Наконец я пристроился на вросшем в землю валуне возле склада, привалился плечами к стене и, сняв пилотку, откинул голову, упершись затылком в свежеструганную шершавую доску, отдающую сосновым смоляным духом... Мне было жалко себя и своей глупой загубленной жизни, но я не цеплялся за нее – я не хотел больше жить. Я был уродом. Приклад карабина упирался мне в сапог, левой рукой я придерживал его за ствол, а большой палец правой руки положил на спусковой крючок. Сталь ствола была кислая и очень твердая и мои нижние зубы скрипели под ней. Нет, не скрипели – скорее, стучали... «Боишься, тварь!» – злорадно подумал я про себя, словно нас было двое, и один другого наказывал, полагая, что останется жив. Я сжал дуло зубами и закрыл глаза. Мне оставалось только нажать на курок, когда я услышал неподалеку от себя тихие осторожные шажки, словно кто-то крался ко мне. В оторопи я открыл глаза и увидел перед собой дворовую собачку неопределенной породы, висячие уши вниз. Собачка стояла передо мной и повиливала хвостом. Нелепо было стреляться в ее присутствии. Собачка не уходила, глядя на меня приветливо и просительно, и я догадался, что она учуяла хлеб у меня в кармане шинели, хлеб и кусковой сахар. Я вынул сверток и положил перед ней на землю. Все равно мне больше не понадобится. Собачка живо проглотила хлеб и довольно сноровисто расправилась с сахаром, будто это была сахарная косточка. Щечки ее топорщились от удовольствия. Покончив с едой, она снова завиляла хвостом, глядя на меня с тем же просительно-приветливым выражением.

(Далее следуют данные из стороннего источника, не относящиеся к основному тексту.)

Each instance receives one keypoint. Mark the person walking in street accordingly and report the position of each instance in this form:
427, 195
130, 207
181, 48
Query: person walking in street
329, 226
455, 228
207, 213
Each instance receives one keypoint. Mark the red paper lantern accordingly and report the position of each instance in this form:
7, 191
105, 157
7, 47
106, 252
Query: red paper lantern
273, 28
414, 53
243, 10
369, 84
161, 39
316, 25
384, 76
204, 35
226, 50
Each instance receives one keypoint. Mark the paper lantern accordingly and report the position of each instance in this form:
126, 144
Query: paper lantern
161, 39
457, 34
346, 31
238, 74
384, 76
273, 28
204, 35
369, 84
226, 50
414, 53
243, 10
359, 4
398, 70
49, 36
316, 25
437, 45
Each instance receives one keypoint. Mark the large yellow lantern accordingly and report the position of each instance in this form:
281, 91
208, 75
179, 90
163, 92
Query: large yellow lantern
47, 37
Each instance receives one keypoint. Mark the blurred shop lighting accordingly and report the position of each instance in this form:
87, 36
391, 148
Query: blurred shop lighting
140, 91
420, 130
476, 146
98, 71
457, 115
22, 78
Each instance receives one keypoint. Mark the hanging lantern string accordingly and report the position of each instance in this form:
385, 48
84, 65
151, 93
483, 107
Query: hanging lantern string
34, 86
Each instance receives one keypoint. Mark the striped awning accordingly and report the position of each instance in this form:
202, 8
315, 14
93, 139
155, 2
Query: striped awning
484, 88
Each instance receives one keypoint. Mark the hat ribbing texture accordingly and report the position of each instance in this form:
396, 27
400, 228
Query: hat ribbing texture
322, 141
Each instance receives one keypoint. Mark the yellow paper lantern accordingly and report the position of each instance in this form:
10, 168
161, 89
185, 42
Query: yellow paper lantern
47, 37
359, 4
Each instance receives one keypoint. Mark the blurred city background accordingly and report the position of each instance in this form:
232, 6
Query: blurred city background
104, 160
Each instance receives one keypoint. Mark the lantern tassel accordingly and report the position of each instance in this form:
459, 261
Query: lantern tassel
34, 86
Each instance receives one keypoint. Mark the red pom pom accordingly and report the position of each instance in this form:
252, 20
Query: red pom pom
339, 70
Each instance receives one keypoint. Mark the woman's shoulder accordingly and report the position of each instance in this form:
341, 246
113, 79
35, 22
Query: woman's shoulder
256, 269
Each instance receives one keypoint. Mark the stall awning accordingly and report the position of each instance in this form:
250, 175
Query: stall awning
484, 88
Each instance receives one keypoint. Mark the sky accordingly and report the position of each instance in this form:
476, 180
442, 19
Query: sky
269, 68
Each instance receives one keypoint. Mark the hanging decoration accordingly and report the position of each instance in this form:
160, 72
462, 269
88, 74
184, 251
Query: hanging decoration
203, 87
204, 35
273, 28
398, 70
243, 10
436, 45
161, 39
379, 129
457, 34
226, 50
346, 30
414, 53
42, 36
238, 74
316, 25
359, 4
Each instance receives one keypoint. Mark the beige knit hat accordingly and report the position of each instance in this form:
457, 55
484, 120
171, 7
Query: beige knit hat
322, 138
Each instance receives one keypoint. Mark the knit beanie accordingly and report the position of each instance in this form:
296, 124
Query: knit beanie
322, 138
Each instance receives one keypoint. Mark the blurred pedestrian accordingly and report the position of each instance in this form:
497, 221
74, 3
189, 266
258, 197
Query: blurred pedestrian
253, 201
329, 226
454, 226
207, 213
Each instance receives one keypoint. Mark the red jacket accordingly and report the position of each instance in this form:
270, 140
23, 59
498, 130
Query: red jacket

– Иди, – сказал я, – у меня больше ничего нет. – Но собачка не ушла, а улеглась рядом, словно решила скоротать со мной время. Я протянул руку и стал ее гладить. Она повалилась на бок, открыв мне свой тощий в завитках шерсти сучий живот. И пока я ее гладил, мне расхотелось себя убивать.
Утром мне принесли телеграмму о смерти моей матери. Может, это она и приходила ко мне...
В библиотеку я больше не заглядывал и избегал случайных встреч с Людмилой. Раза два-три я видел, как она стоит на крыльце – утром, открывая библиотеку, вечером – закрывая ее, но я шел в колонне, строем, и вряд ли она меня могла разглядеть, даже если бы и хотела.
А осенью, в середине сентября, в теплые солнечные дни короткого бабьего лета, когда редкие стайки щуплых деревцов в южных закутах между сопками трепетали золотой листвой, я случайно столкнулся с Людмилой лицом к лицу в книжном магазине. С кипой бумажек в руке она выходила из подсобного помещения, а продавщица выносила следом высокую стопку книг, воткнувшись в них носом...
– Позвоню дежурному, чтоб газик прислал, – говорила Людмила, – где тут у вас... – и осеклась, увидев меня.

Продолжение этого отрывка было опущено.